The quiet preset allows 1 concurrent call and 10 requests per minute. This is the safest starting point.

withLease is the recommended way to use ThrottleAI. It handles acquire and release automatically, including on errors.

import { createGovernor, withLease, presets } from "@mcptoolshop/throttleai";
const gov = createGovernor(presets.quiet());
// Simulate an AI call
async function callMyModel(prompt: string): Promise<string> {
// Replace this with your actual AI SDK call
return `Response to: ${prompt}`;
}
const result = await withLease(
gov,
{ actorId: "my-app", action: "chat" },
async () => await callMyModel("Hello, world!"),
);
if (result.granted) {
console.log("Got a response:", result.result);
} else {
console.log("Throttled! Retry in", result.decision.retryAfterMs, "ms");
console.log("Reason:", result.decision.reason);
}

What happens here:

  1. withLease calls gov.acquire() to request a lease.
  2. If granted, it runs your function and then calls gov.release() automatically.
  3. If denied, it returns the denial with a reason and retry recommendation.
  4. If your function throws an error, the lease is still released (with outcome "error").
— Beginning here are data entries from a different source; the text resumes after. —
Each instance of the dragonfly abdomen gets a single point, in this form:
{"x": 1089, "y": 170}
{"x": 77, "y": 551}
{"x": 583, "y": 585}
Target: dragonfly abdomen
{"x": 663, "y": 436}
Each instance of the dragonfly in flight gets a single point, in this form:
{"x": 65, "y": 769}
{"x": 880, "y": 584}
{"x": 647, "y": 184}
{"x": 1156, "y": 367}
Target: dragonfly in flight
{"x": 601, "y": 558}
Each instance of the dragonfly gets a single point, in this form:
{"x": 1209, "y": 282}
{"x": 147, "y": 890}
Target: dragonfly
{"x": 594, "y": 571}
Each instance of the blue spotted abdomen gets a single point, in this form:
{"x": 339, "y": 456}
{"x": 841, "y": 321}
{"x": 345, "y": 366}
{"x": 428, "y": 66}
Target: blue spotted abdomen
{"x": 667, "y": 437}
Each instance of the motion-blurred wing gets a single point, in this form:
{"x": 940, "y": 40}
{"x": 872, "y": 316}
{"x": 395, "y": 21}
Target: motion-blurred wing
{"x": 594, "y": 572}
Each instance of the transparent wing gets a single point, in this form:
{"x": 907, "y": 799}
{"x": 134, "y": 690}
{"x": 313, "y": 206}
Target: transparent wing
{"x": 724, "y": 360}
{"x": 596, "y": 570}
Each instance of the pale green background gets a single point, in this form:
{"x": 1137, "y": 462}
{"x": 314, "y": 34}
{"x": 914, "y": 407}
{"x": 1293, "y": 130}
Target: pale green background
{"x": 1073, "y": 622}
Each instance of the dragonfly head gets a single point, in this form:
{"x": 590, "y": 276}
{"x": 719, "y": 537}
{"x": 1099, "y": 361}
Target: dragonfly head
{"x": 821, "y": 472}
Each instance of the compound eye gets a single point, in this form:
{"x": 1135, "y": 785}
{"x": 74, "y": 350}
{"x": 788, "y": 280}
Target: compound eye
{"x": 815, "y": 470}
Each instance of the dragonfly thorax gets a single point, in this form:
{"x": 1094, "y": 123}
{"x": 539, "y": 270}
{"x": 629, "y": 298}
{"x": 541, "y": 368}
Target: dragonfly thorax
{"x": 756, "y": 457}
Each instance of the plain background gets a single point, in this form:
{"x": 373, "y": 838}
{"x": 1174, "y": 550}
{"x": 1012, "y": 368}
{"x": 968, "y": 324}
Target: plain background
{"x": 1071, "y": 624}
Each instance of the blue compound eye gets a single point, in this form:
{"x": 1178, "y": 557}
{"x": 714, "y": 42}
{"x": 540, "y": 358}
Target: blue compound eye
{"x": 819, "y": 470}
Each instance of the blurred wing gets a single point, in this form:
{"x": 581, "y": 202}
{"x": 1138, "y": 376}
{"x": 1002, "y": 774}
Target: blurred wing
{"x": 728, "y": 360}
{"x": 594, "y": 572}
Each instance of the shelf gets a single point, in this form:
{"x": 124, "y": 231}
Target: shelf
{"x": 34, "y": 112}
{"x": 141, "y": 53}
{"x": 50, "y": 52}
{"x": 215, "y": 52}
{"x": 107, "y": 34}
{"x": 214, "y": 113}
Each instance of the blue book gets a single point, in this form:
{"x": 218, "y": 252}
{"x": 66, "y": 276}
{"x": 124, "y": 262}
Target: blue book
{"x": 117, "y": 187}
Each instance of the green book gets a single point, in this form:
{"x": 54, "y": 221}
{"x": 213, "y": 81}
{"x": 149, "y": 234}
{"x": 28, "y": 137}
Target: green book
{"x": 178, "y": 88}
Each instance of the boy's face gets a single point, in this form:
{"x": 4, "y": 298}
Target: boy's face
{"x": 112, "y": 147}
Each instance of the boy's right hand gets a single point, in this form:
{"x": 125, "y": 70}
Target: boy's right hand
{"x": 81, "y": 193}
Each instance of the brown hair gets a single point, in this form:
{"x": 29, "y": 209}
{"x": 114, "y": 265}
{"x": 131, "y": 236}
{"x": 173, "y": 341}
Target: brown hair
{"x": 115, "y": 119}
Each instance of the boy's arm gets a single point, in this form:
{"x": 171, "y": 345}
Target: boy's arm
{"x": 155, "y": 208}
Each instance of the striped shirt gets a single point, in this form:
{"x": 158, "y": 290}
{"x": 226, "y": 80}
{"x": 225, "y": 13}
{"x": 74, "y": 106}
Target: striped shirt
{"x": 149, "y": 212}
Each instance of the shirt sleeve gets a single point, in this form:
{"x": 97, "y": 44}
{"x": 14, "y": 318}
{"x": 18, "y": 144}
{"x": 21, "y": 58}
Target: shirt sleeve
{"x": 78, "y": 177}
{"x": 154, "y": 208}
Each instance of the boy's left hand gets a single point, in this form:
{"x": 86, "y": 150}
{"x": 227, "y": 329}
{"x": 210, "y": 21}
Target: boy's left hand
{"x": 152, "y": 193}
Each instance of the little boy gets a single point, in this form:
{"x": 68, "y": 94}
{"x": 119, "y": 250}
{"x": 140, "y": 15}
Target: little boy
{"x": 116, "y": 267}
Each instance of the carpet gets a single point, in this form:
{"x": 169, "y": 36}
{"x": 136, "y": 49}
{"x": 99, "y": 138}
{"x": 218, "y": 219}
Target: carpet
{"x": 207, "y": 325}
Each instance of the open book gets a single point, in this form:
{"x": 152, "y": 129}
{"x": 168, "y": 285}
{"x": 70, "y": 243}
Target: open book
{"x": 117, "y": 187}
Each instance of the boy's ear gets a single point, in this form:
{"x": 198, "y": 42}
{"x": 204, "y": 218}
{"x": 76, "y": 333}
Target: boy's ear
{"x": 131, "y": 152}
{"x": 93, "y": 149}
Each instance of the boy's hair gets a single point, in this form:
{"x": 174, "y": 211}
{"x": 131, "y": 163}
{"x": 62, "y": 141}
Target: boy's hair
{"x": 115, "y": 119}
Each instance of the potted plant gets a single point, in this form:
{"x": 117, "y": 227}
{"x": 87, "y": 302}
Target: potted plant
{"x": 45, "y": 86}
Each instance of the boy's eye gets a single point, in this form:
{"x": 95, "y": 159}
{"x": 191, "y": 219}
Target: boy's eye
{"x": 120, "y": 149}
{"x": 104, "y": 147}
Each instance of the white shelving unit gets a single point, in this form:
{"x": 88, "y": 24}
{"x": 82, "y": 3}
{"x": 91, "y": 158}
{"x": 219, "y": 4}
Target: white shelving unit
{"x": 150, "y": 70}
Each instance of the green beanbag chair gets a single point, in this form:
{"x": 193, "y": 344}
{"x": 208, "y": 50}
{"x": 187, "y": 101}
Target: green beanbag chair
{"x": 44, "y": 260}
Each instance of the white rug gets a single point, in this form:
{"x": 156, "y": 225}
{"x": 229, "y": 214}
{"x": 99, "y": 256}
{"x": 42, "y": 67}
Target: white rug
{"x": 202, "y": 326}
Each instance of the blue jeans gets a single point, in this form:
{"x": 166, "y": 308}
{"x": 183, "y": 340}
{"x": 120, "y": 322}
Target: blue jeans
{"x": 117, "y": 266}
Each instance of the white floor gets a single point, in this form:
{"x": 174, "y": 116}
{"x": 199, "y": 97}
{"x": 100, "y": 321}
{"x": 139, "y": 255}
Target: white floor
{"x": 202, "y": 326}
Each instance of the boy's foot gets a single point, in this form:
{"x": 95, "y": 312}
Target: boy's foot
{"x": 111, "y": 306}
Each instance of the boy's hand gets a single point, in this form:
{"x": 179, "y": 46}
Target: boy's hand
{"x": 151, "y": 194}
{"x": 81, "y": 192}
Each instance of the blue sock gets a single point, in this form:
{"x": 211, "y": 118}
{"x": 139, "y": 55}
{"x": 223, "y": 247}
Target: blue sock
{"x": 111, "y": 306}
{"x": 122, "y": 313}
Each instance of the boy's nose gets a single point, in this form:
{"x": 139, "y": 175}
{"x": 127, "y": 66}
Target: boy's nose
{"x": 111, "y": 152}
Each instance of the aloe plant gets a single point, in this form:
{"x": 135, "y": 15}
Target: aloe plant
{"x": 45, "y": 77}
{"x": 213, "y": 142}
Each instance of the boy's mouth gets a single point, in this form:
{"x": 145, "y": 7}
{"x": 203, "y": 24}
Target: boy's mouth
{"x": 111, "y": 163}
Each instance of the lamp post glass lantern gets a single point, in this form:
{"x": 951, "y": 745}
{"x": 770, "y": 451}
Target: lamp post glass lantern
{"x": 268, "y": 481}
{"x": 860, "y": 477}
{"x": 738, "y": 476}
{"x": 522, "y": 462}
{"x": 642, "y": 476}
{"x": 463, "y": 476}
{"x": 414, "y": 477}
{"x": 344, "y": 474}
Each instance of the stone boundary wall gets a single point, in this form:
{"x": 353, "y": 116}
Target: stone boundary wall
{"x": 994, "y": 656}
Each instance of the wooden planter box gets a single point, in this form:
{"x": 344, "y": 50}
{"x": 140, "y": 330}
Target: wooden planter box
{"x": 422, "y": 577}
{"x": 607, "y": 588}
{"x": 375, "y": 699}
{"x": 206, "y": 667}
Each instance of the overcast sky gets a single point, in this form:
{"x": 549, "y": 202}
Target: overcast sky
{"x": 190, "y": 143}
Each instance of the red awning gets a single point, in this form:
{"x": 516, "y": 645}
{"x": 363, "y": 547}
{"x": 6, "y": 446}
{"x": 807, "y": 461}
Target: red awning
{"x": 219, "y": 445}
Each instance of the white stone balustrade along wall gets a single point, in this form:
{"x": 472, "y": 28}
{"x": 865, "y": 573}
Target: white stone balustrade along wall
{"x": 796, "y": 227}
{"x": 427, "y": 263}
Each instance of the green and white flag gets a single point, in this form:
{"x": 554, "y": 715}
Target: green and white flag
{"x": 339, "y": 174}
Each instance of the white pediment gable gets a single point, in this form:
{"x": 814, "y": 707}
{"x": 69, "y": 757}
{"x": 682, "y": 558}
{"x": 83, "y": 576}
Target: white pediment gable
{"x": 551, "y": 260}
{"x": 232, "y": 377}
To see what the governor is doing, add an event handler:

import { createGovernor, formatEvent, presets } from "@mcptoolshop/throttleai";
const gov = createGovernor({
...presets.quiet(),
onEvent: (e) => console.log(formatEvent(e)),
});

You will see output like:

[acquire] actor=my-app action=chat leaseId=abc123
[release] leaseId=abc123 outcome=success

If a call is denied, you will see:

[deny] actor=my-app action=chat reason=concurrency retryAfterMs=500

At any time, you can inspect the governor:

import { formatSnapshot } from "@mcptoolshop/throttleai";
console.log(formatSnapshot(gov.snapshot()));
// concurrency=0/1 rate=3/10 leases=0

The governor runs a background interval to expire stale leases. Call dispose() when your app shuts down to stop it:

process.on("SIGINT", () => {
gov.dispose();
process.exit(0);
});

If you use gov.acquire() directly (instead of withLease), you must always release the lease, even when an error occurs:

const decision = gov.acquire({ actorId: "my-app", action: "chat" });
if (!decision.granted) return;
try {
const result = await callMyModel();
gov.release(decision.leaseId, { outcome: "success" });
} catch (err) {
gov.release(decision.leaseId, { outcome: "error" });
throw err;
}

If you forget the catch branch, leaked leases consume concurrency slots until they expire. Use withLease to avoid this entirely.

With maxInFlight: 1 (the quiet preset), only one call runs at a time. This is safe but slow. Once you are comfortable, increase it:

createGovernor({
concurrency: { maxInFlight: 5 },
});

If you do not call gov.dispose(), the reaper interval keeps your Node.js process alive after your work is done. This is especially noticeable in scripts and tests.

Q: Does ThrottleAI make network calls?

No. ThrottleAI is a pure in-memory library. It does not call any APIs, send telemetry, or access the filesystem. It only tracks state in JavaScript objects.

Q: Can I use ThrottleAI with any AI provider?

Yes. ThrottleAI is provider-agnostic. It governs when calls happen, not how they are made. Use it with OpenAI, Anthropic, Google, Ollama, vLLM, or any HTTP API. The built-in adapters handle OpenAI and fetch patterns automatically, but the core acquire/release API works with anything.

Q: What happens when a lease expires?

The governor fires an expire event and frees the concurrency slot. The in-flight operation continues running — the governor just stops tracking it. Frequent expirations indicate that leaseTtlMs is too short for your workload.

Q: Do I need a separate governor per API?

Not necessarily. One governor can manage all your AI calls. If you call multiple APIs with different rate limits, you may want separate governors — one per API.

Q: What is the difference between withLease and raw acquire/release?

withLease wraps acquire and release with automatic error handling. It is the recommended approach for most use cases. Use raw acquire/release only when you need fine-grained control, such as holding a lease across multiple async steps or streaming responses.